[Background: OpenMP v4+ on Intel's icc compiler]
I want to parallelize tasks inside a loop that is already parallelized. I saw quite a few queries on subjects close to this one, e.g.:
- Parallel sections in OpenMP using a loop
- Doing a section with one thread and a for-loop with multiple threads
- and others with more concentrated wisdom still.
but I could not get a definite answer other than a compile time error message when trying it.
Code:
#pragma omp parallel for private(a,bd) reduction(+:sum)
for (int i=0; i<128; i++) {
a = i%2;
for (int j=a; j<128; j=j+2) {
u_n = 0.25 * ( u[ i*128 + (j-3) ]+
u[ i*128 + (j+3) ]+
u[ (i-1)*128 + j ]+
u[ (i+1)*128 + j ]);
// #pragma omp single nowait
// {
// #pragma omp task shared(sum1) firstprivate(i,j)
// sum1 = (u[i*128+(j-3)]+u[i*128+(j-2)] + u[i*128+(j-1)])/3;
// #pragma omp task shared(sum2) firstprivate(i,j)
// sum2 = (u[i*128+(j+3)]+u[i*128+(j+2)]+u[i*128+(j+1)])/3;
// #pragma omp task shared(sum3) firstprivate(i,j)
// sum3 = (u[(i-1)*128+j]+u[(i-2)*128+j]+u[(i-3)*128+j])/3;
// #pragma omp task shared(sum4) firstprivate(i,j)

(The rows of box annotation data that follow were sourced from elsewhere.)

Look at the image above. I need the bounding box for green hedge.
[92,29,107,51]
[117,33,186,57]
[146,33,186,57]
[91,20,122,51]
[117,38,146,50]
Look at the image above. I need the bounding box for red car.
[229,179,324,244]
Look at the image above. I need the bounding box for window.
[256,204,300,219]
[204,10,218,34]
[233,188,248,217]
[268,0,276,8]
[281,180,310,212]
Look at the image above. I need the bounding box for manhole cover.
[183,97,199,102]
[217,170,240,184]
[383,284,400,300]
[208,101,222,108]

// sum4 = (u[(i+1)*128+j]+u[(i+2)*128+j]+u[(i+3)*128+j])/3;
// }
// #pragma omp taskwait
// {
// u_n = 0.25*(sum1+sum2+sum3+sum4);
// }
bd = u_n - u[i*128+ j];
sum += diff * diff;
u[i*128+j]=u_n;
}
}
In the above code, I tried replacing the u_n = 0.25 *(...);
line with the 15 commented lines, to try not only to paralllelize the iterations over the 2 for
loops, but also to acheive a degree of parallelism on each of the 4 calculations (sum1
to sum4
) involving array u[]
.
The compile error is fairly explicit:
error: the OpenMP "single" pragma must not be enclosed by the "parallel for" pragma
Is there a way around this so I can optimize that calculation further with OpenMP ?